The governments in Chad and CAR have accused Sudan of backing these rebel movements. Darfurian rebels have their headquarters in Chad's capital.
A 7,000-strong African Union force has been trying to help stop the violence in Darfur, itself, but it is under-funded and ill-equipped.
Sudan's government has so far rejected a United Nations Security Council resolution calling for a large U.N. peacekeeping contingent, but has sent mixed signals about a joint, U.N.-African Union force.
There are also efforts for an international peacekeeping force in the border region along the three countries.
As part of bilateral accords, France has already been helping the governments of Chad and CAR fight back their own insurgencies.
Mr. Chirac defended these actions, saying they were in line with U.N. and African Union mandates, to help contain violence in Africa.
One of the frontrunners in next April's French presidential election, in which Mr. Chirac is not a candidate, Segolene Royal says she would consider reviewing these French military accords in Africa, saying they are outdated.
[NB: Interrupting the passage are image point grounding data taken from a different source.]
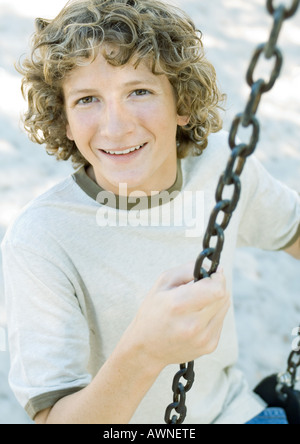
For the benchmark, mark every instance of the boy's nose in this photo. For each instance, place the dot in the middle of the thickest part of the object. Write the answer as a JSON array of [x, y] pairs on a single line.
[[116, 121]]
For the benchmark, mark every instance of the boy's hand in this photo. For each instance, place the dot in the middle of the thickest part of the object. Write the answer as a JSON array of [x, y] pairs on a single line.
[[180, 320]]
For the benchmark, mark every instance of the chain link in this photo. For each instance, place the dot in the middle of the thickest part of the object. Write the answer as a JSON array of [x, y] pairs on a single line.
[[294, 362], [214, 237]]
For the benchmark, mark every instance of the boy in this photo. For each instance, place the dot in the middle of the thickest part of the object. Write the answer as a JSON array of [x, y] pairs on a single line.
[[97, 325]]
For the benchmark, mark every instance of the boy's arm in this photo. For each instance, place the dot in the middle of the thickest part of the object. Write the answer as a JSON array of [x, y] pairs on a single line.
[[112, 397], [178, 321]]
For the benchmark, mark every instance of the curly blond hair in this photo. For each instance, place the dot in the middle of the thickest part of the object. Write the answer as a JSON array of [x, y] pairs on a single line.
[[139, 29]]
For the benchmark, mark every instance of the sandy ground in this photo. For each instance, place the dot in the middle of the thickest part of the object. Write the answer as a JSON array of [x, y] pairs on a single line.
[[266, 287]]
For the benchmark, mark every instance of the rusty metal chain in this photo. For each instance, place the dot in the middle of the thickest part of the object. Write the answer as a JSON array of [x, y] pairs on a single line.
[[294, 362], [214, 237]]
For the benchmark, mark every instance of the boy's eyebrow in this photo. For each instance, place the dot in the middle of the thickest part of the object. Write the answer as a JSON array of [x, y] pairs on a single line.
[[85, 91], [91, 91]]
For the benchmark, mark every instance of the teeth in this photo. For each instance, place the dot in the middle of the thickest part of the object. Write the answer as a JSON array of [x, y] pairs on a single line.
[[120, 153]]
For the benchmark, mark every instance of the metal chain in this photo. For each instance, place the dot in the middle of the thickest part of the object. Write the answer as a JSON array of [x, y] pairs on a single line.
[[214, 237], [294, 362]]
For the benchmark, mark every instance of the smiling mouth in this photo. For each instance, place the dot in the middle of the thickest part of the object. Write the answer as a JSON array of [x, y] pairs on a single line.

More than 30 African heads of state are taking part in the three-day summit, as well as several European leaders. The lack of conflict resolution in divided Ivory Coast and military-ruled Guinea are also being discussed.
Several African leaders are not attending, including Zimbabwe's Robert Mugabe, who has a European travel ban because of human rights abuses, and South African and Ivory Coast presidents Thabo Mbeki and Laurent Gbagbo, both of whom have strained relations with Mr. Chirac.